Evaluation of new gold-based nanoformulations for gene editing: in vitro and in vivo approaches for melanoma immunotherapy

The CRISPR/Cas9 gene-editing system holds immense potential for treating cancer and various diseases, as demonstrated in vitro and in animal models. However, its clinical application remains limited due to two major challenges: the inability to precisely control Cas9 activity in terms of location and duration. This study proposes two innovative gene-editing approaches to overcome these limitations. The first utilizes gold nanoparticles (AuNPs) conjugated to Cas9, enabling spontaneous cellular entry without the need for transfecting agents. The second approach leverages the plasmonic properties of the AuNRs to achieve laser-activated DNA cleavage, providing spatiotemporal control over genome editing. To validate these strategies, we targeted the programmed death-ligand 1 (PD-L1) gene, which is overexpressed in melanoma cells. This gene editing could induce a bystander effect, potentially activating immune cells against both edited and non-edited tumor cells.

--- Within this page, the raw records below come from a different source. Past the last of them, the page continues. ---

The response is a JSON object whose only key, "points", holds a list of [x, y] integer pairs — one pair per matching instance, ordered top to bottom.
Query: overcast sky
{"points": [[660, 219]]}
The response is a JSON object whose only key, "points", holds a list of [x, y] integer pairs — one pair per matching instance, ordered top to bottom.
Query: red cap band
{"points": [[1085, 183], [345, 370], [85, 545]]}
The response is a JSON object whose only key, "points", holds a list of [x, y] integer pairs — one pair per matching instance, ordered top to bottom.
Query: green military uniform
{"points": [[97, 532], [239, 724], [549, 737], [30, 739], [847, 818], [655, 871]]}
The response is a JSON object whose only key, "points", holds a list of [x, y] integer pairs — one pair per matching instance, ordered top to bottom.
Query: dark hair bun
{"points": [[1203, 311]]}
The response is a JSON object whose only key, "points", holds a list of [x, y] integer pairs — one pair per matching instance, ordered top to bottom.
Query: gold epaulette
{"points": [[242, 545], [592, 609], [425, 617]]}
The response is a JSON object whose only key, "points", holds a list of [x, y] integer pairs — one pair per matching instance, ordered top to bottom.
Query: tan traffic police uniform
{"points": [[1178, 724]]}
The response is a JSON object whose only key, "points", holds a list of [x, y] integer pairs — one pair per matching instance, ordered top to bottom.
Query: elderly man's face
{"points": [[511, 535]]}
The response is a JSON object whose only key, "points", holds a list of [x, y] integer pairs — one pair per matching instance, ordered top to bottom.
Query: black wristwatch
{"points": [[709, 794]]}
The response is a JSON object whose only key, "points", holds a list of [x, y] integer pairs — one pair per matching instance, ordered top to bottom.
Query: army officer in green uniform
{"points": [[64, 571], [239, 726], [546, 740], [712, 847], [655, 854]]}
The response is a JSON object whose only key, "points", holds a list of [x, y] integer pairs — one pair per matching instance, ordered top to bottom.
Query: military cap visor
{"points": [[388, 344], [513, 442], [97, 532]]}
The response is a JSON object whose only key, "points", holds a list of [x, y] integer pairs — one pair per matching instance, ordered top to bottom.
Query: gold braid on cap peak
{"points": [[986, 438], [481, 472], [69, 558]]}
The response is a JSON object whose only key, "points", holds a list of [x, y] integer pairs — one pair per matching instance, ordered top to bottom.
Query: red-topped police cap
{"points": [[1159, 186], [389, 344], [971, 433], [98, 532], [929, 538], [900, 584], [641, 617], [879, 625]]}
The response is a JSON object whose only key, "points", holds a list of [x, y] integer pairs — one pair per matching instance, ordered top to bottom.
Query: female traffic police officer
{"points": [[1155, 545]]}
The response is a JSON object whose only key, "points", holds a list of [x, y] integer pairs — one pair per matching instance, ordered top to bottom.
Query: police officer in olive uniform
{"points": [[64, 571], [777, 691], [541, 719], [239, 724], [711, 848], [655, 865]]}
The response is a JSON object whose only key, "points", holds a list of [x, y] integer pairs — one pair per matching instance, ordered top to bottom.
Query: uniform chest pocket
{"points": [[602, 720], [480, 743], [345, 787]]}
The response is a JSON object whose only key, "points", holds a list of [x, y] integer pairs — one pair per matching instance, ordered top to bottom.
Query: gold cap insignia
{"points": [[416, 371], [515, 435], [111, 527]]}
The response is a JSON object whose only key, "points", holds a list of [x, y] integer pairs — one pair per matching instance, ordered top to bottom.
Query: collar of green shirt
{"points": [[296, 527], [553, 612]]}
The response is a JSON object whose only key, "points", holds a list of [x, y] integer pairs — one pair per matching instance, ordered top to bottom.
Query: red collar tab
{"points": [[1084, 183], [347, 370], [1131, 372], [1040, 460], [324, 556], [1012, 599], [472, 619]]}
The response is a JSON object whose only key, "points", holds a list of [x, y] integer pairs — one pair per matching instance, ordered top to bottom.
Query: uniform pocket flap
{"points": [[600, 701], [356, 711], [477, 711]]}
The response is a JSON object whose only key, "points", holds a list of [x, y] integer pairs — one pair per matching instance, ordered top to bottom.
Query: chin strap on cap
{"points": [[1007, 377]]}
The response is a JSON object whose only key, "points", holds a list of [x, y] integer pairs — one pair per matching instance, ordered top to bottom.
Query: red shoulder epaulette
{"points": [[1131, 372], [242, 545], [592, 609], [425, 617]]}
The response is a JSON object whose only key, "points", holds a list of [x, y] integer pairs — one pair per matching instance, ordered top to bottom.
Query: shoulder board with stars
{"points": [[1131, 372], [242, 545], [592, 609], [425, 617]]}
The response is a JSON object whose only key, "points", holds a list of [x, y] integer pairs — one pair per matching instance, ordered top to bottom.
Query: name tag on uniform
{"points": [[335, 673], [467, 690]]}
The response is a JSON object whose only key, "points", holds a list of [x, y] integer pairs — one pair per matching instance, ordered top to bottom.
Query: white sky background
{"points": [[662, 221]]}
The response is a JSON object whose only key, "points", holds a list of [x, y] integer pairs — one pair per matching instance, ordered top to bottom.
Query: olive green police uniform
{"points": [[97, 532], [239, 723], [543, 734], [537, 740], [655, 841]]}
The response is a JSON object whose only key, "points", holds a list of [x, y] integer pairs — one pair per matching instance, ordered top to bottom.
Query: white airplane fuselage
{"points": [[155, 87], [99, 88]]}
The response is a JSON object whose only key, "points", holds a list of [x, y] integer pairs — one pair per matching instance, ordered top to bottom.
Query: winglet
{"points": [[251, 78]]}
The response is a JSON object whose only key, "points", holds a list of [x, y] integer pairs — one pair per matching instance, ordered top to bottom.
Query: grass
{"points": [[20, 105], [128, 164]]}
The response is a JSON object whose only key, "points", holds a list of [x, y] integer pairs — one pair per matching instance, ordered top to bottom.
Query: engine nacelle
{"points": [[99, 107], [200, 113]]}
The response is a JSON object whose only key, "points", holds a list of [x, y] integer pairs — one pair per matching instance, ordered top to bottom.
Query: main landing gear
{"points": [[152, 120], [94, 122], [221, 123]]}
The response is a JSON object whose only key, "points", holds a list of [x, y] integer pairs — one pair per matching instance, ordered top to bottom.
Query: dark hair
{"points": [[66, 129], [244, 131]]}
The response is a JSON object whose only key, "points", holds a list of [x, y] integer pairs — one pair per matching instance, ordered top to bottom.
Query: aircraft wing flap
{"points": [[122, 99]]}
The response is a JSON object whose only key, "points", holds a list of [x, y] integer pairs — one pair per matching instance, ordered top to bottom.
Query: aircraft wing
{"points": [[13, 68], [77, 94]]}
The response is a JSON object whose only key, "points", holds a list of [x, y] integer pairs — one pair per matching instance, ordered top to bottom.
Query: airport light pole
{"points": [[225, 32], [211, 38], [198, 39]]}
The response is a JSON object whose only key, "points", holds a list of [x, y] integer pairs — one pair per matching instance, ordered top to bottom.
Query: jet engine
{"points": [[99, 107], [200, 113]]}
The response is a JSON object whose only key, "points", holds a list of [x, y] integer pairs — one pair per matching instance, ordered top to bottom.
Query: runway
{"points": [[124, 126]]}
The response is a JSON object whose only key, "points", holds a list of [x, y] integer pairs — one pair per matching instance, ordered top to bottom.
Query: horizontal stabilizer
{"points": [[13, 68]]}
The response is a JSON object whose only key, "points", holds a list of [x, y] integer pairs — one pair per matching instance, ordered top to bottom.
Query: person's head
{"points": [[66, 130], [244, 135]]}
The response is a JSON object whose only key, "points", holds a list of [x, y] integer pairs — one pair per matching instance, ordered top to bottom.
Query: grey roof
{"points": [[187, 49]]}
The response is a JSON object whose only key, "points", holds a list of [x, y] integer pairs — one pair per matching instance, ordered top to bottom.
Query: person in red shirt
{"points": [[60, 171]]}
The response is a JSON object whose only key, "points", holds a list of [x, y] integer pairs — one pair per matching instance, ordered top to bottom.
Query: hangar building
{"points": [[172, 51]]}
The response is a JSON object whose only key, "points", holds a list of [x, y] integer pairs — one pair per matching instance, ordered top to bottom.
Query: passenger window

The nanoformulation was synthesized and tested for cytotoxicity in a cellular monolayer, followed by evaluation of nanoparticle internalization and nuclear localization. Gene-editing efficacy was assessed in A375 melanoma cells. Additionally, nanoparticle penetration and safety were examined using both an in vitro human skin model and a murine model, with accompanying histological and inflammation assessments. Finally, as proof of concept, primary melanoma cells from an in vivo explant were subjected to PD-L1 gene knockout. Our results demonstrate successful cellular uptake of the nanoparticles without external transfection aids, and their ability to penetrate complex structures such as skin. In vitro gene editing was achieved, while in vivo studies are ongoing. These findings highlight the potential of this AuNP-based CRISPR/Cas9 delivery system for precise and controlled gene editing in cancer therapy.